1. crescita economica

2. equità sociale

3. sostenibilità ambientale

4. ruolo attivo dei beneficiari nell’azione di sviluppo

Nella sezione che segue verranno presi in esame i tratti salienti dei quattro paradigmi, per poi vedere come le questioni del relativismo e dei diritti umani si articolano in relazione ad essi.

Il paradigma della crescita economica

Come illustrato da Antonino Colajanni[7], il paradigma della crescita economica costituisce l’impostazione di base della cooperazione internazionale allo sviluppo. È stato introdotto con il nuovo ordine mondiale emerso alla fine della seconda guerra mondiale, per sostenere i paesi della sfera di influenza statunitense, ed è pertanto riferito al modello capitalista della società. Come ricordato da vari autori, il trasferimento di tecnologia e know how, lo sviluppo infrastrutturale e la crescita economica, misurata specialmente attraverso il Prodotto Interno Lordo (PIL), costituiscono gli obiettivi primari di questo approccio. Il paradigma della crescita economica si pone in continuità con la teoria della modernizzazione, ma mentre quest’ultima riguarda un processo di sviluppo che connota in forma positiva una trasformazione dell’organizzazione della produzione e delle forme sociali che la sostengono, il primo è piuttosto focalizzato sulla dimensione macro-economica.

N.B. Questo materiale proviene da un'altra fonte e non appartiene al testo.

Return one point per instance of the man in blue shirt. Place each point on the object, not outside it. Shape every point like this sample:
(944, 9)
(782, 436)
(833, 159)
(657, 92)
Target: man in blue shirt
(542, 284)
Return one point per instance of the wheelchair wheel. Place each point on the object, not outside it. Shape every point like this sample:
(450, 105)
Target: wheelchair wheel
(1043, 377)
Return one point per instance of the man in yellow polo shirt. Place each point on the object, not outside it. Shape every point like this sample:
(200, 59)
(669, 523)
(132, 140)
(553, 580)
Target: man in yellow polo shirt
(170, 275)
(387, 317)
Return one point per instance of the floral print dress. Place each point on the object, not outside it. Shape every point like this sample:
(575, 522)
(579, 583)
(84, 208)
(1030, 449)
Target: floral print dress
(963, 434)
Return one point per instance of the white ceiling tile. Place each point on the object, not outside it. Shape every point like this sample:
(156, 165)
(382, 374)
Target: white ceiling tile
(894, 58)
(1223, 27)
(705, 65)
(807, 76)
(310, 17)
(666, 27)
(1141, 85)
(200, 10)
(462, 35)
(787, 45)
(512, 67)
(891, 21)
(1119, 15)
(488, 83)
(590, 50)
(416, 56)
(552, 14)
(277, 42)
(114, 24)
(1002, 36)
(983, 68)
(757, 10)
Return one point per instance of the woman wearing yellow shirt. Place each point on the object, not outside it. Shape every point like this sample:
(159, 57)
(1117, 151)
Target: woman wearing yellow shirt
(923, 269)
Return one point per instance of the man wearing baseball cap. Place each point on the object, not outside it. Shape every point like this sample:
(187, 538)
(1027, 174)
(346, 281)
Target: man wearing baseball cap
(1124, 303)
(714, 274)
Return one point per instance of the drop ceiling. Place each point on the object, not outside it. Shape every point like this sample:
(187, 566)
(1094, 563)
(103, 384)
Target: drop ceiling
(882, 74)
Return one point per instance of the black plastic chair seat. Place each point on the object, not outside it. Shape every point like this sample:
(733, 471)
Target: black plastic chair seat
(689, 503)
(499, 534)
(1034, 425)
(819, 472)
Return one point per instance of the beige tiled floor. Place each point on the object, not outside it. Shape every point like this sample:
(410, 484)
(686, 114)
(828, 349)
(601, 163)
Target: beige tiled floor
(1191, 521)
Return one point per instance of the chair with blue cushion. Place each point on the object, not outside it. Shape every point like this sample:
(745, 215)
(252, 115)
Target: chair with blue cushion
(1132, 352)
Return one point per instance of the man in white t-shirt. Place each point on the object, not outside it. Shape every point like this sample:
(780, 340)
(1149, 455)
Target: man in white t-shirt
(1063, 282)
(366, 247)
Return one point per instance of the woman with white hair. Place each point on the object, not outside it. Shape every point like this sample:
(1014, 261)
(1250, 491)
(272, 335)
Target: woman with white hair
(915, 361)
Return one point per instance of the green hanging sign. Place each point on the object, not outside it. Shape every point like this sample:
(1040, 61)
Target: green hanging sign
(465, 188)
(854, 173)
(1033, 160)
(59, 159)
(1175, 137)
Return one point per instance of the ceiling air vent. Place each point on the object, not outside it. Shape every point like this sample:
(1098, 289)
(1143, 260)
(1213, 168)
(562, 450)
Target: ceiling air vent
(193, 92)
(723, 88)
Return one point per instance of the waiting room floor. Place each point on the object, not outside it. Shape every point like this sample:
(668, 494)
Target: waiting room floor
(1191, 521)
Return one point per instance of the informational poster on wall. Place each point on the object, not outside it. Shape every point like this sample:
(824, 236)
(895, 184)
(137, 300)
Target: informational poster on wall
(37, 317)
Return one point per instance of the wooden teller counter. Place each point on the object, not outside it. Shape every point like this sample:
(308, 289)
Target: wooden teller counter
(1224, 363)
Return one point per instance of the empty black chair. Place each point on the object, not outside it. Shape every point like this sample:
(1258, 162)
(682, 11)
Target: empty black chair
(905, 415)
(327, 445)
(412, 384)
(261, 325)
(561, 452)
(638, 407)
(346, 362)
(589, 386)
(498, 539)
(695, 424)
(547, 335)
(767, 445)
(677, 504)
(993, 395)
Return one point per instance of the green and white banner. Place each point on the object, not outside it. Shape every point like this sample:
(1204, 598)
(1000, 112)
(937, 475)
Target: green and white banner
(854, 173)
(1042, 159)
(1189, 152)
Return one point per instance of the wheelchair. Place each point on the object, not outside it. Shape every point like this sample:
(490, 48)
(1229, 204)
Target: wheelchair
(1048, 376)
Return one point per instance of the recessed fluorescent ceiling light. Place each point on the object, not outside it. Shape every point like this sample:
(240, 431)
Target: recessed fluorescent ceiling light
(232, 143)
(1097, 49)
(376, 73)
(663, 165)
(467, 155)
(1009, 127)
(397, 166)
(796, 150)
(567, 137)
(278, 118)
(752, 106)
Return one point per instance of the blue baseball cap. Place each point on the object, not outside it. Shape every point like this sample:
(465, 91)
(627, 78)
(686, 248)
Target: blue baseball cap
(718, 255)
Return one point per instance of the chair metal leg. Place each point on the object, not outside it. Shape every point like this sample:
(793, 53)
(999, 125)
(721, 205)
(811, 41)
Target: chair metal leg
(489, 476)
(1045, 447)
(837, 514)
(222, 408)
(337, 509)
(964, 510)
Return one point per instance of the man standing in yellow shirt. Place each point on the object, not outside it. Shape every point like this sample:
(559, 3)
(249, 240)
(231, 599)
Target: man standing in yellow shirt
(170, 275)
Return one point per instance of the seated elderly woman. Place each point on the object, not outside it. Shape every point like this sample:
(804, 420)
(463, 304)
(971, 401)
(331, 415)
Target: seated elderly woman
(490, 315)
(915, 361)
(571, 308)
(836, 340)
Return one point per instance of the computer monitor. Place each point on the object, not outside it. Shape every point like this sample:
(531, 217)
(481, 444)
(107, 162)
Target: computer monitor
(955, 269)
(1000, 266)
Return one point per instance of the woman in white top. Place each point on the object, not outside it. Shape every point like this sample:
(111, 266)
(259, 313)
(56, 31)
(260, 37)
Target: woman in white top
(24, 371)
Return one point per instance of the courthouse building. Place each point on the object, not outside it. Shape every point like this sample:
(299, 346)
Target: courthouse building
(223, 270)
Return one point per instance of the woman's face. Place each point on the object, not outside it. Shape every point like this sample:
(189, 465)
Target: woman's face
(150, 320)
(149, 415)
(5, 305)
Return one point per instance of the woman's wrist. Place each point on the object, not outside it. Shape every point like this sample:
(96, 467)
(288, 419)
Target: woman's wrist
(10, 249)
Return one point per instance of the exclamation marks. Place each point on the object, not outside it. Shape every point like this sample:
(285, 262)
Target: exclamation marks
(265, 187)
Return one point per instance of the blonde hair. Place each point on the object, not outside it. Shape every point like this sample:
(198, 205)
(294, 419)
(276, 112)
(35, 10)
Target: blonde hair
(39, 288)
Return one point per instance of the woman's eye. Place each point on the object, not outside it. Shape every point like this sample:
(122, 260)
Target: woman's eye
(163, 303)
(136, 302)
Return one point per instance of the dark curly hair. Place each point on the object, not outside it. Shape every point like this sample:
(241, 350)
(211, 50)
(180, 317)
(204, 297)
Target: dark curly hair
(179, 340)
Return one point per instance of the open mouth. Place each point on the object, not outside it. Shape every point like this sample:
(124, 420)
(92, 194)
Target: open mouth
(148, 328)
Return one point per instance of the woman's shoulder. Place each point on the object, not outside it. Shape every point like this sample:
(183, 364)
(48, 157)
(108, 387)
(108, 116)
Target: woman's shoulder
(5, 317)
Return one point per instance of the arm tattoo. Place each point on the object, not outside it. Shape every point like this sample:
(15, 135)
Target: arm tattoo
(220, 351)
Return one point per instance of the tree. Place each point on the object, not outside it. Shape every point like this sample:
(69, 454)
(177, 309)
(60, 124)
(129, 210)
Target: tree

Il processo di decolonizzazione porta dunque a uno spostamento dell’attenzione dalle teorie sociologiche all’economia neo-classica. Tuttavia, ancora oggi viene talvolta utilizzata la dicitura di paradigma della modernizzazione, quando si vogliono sottolineare, all’interno di un approccio comunque fondato sulla crescita economica, delle iniziative finalizzate a trasformare a livello locale le forme sociali che sottendono ai processi produttivi, in quei contesti in cui ancora persistono forme claniche, parentelari o tribali di solidarietà, o altre modalità collettive di accesso alle risorse naturali (Gaba 2014: 59-6; Moritz 2008: 2245-6).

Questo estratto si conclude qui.